Alexander Vertikoff

Dancing Light House in Arizona, USA by Kendle Design Collaborative features a soaring angular canopy roof

Dancing Light House in Arizona, USA, is an imposing home design by Kendle Design Collaborative. The home, located in the desert features a distinct soaring angular canopy roof made by combining different facets of wood at an angle that rises from the home’s interiors, shooting up towards the desert planes.

Designed to celebrate nature, the house is built with layered walls of rammed-earth, metal, concrete and glass, with a generous amount of natural light and mountain views – thanks to it’s towering floor to ceiling sliding doors.

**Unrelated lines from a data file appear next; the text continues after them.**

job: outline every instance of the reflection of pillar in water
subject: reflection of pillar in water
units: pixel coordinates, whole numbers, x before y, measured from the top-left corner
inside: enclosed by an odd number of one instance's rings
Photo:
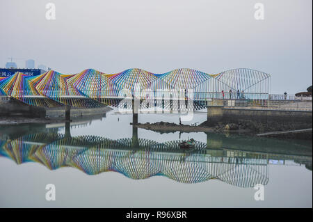
[[[162,95],[162,113],[164,113],[164,94]]]
[[[209,149],[221,149],[223,148],[223,141],[216,140],[210,138],[209,133],[207,134],[207,148]]]

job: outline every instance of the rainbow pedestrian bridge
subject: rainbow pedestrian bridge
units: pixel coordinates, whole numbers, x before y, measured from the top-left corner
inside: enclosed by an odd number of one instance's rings
[[[7,96],[32,106],[80,108],[117,106],[125,99],[138,97],[152,101],[186,100],[194,109],[201,109],[204,102],[224,96],[236,97],[237,90],[246,98],[266,100],[271,76],[248,68],[239,68],[218,74],[180,68],[163,74],[154,74],[133,68],[116,74],[106,74],[88,69],[75,74],[54,70],[35,77],[21,72],[0,79],[0,95]],[[223,90],[226,95],[222,95]],[[156,102],[154,102],[156,104]],[[168,105],[169,106],[169,105]],[[181,108],[182,106],[181,106]]]

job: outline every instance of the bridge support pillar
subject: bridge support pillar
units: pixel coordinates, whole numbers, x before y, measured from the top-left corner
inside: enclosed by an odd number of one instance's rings
[[[71,106],[68,105],[65,106],[65,120],[71,120]]]
[[[223,120],[223,106],[209,106],[207,107],[209,125],[214,125]]]
[[[131,106],[133,109],[133,125],[138,124],[138,100],[133,99],[133,100],[131,100]]]
[[[64,136],[65,138],[71,137],[71,129],[70,129],[70,121],[65,122],[65,133],[64,134]]]

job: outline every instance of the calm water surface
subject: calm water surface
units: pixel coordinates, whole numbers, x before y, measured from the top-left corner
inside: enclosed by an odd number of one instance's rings
[[[179,116],[139,114],[140,122],[159,121]],[[0,207],[312,207],[312,141],[160,134],[131,122],[113,110],[74,120],[70,134],[64,123],[0,126]],[[188,138],[195,148],[179,149]],[[55,201],[45,200],[47,184]]]

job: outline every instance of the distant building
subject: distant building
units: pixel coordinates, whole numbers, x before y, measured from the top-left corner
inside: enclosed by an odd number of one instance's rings
[[[15,62],[8,62],[6,63],[6,68],[7,69],[16,69],[17,66]]]
[[[22,72],[29,76],[38,76],[46,72],[45,70],[40,69],[17,69],[17,68],[0,68],[0,77],[8,77],[15,74],[17,72]]]
[[[47,71],[47,66],[45,66],[45,65],[41,64],[41,65],[38,65],[38,69]]]
[[[35,61],[33,59],[29,59],[25,61],[25,68],[26,69],[35,68]]]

The primary objective in the design of Dancing Light was to create a comfortable modern home that celebrates nature. Desert form, indigenous materials, natural light and mountain views inspire this 520 sqm main home and 46.5 sqm guest house which sit on a large 3 acre parcel (12 000+ sqm).

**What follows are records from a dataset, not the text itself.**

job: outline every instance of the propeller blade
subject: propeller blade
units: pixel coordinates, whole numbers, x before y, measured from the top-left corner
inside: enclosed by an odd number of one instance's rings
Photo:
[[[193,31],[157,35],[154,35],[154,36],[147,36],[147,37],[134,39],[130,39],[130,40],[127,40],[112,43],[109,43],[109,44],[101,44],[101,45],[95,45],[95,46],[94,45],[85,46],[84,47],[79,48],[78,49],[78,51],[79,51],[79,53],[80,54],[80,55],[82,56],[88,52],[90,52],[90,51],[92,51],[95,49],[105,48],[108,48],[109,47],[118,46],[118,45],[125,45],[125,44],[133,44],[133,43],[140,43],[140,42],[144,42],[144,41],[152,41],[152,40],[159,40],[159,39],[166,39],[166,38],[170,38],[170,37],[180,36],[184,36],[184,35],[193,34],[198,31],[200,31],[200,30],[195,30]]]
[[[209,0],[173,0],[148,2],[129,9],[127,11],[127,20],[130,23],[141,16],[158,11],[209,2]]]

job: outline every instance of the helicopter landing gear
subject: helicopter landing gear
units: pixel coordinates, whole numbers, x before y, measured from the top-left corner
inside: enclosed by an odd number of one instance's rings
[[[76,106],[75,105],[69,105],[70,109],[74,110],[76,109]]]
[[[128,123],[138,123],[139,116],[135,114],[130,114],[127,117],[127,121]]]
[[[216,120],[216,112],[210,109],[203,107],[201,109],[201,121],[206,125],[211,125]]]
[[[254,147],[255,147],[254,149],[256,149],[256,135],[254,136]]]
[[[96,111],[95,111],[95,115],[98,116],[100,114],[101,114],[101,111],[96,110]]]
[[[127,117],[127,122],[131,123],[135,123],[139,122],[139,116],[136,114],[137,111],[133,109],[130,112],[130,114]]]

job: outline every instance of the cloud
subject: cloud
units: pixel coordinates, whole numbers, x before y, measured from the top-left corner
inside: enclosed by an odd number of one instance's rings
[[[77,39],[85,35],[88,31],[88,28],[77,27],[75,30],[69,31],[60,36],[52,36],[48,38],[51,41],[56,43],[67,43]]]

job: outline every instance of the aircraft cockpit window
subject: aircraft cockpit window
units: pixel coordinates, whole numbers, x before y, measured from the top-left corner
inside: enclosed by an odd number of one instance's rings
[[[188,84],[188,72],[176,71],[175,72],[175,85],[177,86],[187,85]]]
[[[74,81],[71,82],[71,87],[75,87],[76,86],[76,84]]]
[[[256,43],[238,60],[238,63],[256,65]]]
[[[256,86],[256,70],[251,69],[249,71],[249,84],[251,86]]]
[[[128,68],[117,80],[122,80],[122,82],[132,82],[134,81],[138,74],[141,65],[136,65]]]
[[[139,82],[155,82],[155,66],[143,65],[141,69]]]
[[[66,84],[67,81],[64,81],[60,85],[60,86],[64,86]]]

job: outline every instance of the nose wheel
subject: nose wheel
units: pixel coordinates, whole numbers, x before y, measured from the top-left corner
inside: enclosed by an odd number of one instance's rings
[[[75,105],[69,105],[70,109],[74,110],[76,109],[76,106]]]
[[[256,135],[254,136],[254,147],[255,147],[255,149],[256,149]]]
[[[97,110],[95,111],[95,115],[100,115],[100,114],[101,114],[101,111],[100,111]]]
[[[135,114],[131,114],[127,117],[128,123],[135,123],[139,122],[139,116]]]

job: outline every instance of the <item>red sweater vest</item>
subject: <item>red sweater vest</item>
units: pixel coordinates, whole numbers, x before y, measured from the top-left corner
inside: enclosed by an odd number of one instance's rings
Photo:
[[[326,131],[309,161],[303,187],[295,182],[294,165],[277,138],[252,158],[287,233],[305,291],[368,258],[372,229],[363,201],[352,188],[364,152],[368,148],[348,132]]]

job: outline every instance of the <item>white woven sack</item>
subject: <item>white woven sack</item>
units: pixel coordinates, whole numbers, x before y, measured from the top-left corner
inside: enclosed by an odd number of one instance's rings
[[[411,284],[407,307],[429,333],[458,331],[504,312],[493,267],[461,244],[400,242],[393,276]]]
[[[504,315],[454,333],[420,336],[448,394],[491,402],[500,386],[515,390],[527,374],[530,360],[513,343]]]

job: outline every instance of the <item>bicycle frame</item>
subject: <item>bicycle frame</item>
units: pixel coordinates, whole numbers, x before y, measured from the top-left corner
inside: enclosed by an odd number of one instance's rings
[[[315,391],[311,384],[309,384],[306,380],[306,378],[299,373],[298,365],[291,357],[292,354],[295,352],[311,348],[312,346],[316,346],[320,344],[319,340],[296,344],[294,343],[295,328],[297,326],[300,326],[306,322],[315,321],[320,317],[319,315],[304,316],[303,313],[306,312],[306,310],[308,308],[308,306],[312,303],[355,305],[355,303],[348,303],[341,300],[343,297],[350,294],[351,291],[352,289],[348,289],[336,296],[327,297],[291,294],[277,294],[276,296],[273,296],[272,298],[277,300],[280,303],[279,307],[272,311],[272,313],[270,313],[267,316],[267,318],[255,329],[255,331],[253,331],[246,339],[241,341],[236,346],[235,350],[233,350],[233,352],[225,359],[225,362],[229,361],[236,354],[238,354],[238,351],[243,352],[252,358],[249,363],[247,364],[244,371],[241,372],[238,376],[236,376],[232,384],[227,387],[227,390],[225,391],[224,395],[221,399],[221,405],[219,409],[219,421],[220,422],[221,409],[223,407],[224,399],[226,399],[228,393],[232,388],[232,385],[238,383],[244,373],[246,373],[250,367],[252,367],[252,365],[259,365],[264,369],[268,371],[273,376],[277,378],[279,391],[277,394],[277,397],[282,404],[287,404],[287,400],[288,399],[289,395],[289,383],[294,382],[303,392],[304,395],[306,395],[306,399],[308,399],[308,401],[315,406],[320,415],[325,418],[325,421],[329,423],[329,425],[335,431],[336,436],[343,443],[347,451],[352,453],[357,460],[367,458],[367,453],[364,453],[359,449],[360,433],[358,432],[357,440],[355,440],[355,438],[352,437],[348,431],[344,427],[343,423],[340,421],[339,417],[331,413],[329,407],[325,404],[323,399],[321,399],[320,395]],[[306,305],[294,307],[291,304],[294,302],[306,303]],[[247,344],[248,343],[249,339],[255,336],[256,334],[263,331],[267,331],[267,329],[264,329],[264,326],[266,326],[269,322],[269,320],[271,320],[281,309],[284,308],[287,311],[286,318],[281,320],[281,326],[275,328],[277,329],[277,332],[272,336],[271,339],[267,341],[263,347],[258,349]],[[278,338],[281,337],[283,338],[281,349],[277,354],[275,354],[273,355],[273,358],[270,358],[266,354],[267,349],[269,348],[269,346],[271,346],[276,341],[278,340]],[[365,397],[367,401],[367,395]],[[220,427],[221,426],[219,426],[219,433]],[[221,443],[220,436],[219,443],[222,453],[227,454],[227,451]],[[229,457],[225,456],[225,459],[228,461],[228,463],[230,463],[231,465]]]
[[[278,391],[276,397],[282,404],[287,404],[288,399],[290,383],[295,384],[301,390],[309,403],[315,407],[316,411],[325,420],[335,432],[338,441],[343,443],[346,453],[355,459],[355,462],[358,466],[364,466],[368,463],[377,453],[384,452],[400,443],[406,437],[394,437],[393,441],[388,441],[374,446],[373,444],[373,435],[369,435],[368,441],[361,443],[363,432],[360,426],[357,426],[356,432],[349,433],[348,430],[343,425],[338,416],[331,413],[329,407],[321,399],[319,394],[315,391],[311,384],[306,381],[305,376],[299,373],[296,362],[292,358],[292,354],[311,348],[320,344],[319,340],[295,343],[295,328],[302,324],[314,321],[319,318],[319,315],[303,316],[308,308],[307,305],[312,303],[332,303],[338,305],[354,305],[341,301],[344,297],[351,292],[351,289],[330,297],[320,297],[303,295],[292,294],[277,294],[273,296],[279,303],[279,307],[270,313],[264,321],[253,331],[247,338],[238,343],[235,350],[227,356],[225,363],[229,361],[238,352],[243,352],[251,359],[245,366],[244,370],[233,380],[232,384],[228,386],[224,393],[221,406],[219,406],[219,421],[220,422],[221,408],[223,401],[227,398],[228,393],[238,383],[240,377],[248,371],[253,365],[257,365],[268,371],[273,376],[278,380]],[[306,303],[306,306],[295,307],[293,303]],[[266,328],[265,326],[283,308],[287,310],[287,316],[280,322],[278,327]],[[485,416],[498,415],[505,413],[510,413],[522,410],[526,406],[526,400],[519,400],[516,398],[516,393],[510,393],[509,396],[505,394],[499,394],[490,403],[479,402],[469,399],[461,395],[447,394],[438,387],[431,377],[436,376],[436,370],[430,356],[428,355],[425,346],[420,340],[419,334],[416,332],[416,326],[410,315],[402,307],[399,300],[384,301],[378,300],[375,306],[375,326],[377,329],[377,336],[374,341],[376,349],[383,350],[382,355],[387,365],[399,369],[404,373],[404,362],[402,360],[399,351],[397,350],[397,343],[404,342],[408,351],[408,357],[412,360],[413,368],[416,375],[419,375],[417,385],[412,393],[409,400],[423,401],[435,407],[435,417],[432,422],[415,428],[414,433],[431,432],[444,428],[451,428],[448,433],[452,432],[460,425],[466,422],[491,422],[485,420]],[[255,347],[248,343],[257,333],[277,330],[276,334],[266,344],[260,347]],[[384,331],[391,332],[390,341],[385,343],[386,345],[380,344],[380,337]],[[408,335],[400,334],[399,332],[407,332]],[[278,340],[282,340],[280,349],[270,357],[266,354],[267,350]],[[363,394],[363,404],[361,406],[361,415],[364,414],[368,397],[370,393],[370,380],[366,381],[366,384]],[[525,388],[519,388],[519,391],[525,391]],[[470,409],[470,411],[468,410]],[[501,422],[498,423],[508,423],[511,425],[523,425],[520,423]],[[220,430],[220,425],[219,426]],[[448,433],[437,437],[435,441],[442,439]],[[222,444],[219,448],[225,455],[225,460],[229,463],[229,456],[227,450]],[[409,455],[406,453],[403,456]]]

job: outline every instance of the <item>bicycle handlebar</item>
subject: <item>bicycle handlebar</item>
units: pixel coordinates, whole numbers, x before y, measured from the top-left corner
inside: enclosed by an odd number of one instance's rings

The design is conceived as a collection of related structures, placing the guest house across the main entry court where it becomes a compositional piece of the arrival experience and forms a dialog with the main residence. Layered walls of rammed-earth, metal, concrete and glass define various private and open living areas creating a playful collection of organic forms within a natural desert setting while visually articulating the various functions within.

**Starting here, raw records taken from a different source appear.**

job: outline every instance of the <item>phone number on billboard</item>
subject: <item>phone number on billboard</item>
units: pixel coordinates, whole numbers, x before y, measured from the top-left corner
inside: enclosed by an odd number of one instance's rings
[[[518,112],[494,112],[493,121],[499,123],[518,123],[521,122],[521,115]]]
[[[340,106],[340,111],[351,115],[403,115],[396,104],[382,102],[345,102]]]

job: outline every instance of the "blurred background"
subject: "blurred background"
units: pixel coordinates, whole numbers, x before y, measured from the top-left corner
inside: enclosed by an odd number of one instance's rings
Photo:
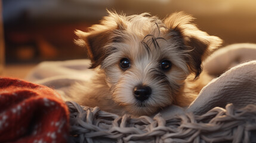
[[[255,0],[2,0],[2,61],[5,67],[24,67],[87,58],[85,50],[73,43],[73,32],[98,23],[106,8],[127,15],[149,12],[161,18],[184,11],[196,18],[201,30],[223,39],[223,45],[256,43]]]

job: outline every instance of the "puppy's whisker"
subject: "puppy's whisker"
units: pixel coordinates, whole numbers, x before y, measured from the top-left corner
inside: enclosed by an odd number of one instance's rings
[[[148,13],[108,13],[88,32],[76,32],[95,74],[74,88],[71,92],[79,97],[72,100],[120,115],[149,115],[174,102],[189,105],[196,97],[188,96],[187,77],[199,76],[202,62],[221,41],[200,30],[184,13],[163,20]]]

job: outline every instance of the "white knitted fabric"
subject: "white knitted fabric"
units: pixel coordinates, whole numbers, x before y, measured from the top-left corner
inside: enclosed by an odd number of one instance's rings
[[[152,117],[131,118],[67,102],[69,141],[256,142],[256,61],[240,64],[249,60],[256,60],[255,44],[235,44],[215,52],[204,63],[208,73],[218,75],[238,66],[212,80],[187,108],[172,105]],[[72,84],[93,74],[89,63],[88,60],[44,62],[27,80],[66,96]]]

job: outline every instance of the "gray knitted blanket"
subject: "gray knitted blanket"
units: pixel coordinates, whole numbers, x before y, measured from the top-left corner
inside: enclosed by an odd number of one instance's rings
[[[151,117],[121,117],[68,101],[69,142],[256,142],[256,61],[245,62],[251,60],[256,60],[255,44],[217,51],[204,69],[212,75],[224,74],[204,87],[187,108],[172,105]],[[92,74],[89,62],[44,62],[27,80],[54,87],[64,97],[71,85]]]
[[[153,117],[121,117],[67,102],[70,142],[256,142],[255,103],[252,61],[212,81],[187,109],[173,106]]]

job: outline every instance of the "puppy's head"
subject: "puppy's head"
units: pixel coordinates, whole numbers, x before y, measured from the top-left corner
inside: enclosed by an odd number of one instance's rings
[[[104,71],[113,100],[134,114],[175,103],[187,76],[198,77],[202,60],[221,43],[182,12],[164,21],[147,13],[109,14],[89,32],[77,30],[76,42],[88,49],[91,68]]]

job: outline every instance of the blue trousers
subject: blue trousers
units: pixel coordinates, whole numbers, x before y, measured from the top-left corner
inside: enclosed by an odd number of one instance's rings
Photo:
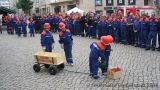
[[[46,44],[46,52],[52,52],[52,44]]]
[[[134,40],[135,40],[136,46],[138,46],[140,44],[140,32],[139,31],[134,32]]]
[[[72,43],[70,44],[64,44],[64,52],[65,52],[65,57],[67,63],[73,63],[73,58],[72,58]]]
[[[121,30],[122,43],[127,44],[127,35],[126,30]]]
[[[18,34],[19,37],[21,36],[21,33],[22,33],[22,31],[20,29],[17,30],[17,34]]]
[[[119,41],[119,34],[118,34],[119,30],[118,29],[115,29],[114,30],[114,40],[115,42],[118,42]]]
[[[157,32],[150,31],[148,35],[147,48],[156,48]]]
[[[89,57],[90,74],[98,75],[99,64],[100,62],[98,61],[98,58],[95,57],[95,53],[91,51]]]
[[[141,31],[141,47],[146,48],[146,43],[147,43],[147,30],[142,30]]]

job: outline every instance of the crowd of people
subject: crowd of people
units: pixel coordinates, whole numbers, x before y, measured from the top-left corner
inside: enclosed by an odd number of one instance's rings
[[[27,23],[27,20],[29,22]],[[72,35],[98,38],[104,35],[111,35],[115,43],[124,45],[133,45],[135,47],[152,49],[160,51],[160,17],[156,17],[154,13],[151,16],[146,14],[133,15],[131,12],[127,16],[119,16],[111,14],[104,16],[88,12],[86,15],[80,13],[71,13],[70,15],[48,14],[35,15],[33,14],[28,19],[26,16],[8,16],[5,19],[7,24],[8,34],[14,32],[21,36],[27,36],[27,24],[30,36],[34,37],[34,33],[41,33],[43,25],[49,23],[51,32],[59,32],[59,23],[63,22],[66,28],[69,29]],[[158,37],[157,37],[158,35]],[[156,46],[157,41],[158,46]]]

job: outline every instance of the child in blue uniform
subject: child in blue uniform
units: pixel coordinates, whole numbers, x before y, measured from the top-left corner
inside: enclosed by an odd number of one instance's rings
[[[73,45],[73,38],[70,30],[65,28],[64,23],[59,23],[59,43],[61,44],[62,48],[64,49],[67,64],[73,66],[73,59],[72,59],[72,45]]]
[[[52,33],[49,31],[50,27],[49,23],[45,23],[44,30],[41,33],[41,46],[46,52],[52,52],[52,49],[54,48],[54,38]]]
[[[106,74],[109,65],[109,55],[111,51],[110,44],[113,42],[113,37],[111,35],[102,36],[100,41],[93,42],[90,46],[90,56],[89,56],[89,69],[90,76],[94,79],[100,78],[98,76],[99,60],[104,62],[104,68],[102,69],[102,74]]]

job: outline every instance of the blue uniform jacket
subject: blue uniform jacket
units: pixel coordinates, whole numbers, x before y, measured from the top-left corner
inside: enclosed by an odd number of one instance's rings
[[[72,38],[72,34],[70,33],[69,30],[66,31],[61,31],[59,33],[59,43],[60,44],[72,44],[73,43],[73,38]]]
[[[52,45],[54,43],[53,35],[50,31],[43,31],[41,34],[41,45]]]
[[[135,20],[133,27],[134,27],[134,31],[138,32],[140,30],[140,22],[138,20]]]

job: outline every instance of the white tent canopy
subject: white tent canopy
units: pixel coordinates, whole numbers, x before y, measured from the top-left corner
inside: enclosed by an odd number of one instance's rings
[[[69,15],[69,14],[71,14],[72,12],[73,12],[73,13],[78,12],[78,13],[80,13],[81,15],[83,15],[83,13],[84,13],[83,10],[81,10],[81,9],[79,9],[79,8],[77,8],[77,7],[75,7],[75,8],[73,8],[73,9],[67,11],[67,14]]]

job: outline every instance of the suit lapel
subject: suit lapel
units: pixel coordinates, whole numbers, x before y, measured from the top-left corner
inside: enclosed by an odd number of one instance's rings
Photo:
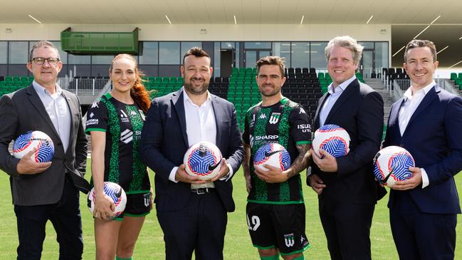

The signature feature of this home is its soaring roof canopy of shifting wood planes whose form appears pulled by the mountain views beyond. The underside of this sculptural roof is comprised of tectonic-like forms inspired by local geology and monsoon cloud formations. More than just sculpture and protection from the desert sun, this canopy balances the owner’s desire for both grandeur and coziness, starting low within the interior living spaces and raising dramatically towards the 180 degree mountain view. All lighting and mechanical devises are carefully concealed within the fissures of this feature allowing the form and materials to be the focus.

Passive features include interior spaces arranged about a central outdoor atrium, allowing modulation of daylight and breeze to provide natural interior comfort. Natural light animates the home, seeping in through carefully articulated crevices or reflecting off the strategically located pool, constantly transforming the mood of this home. At times water-reflected light dances across the fractured planes of earth and wood while at other times it provides a Zen-like sense of calm.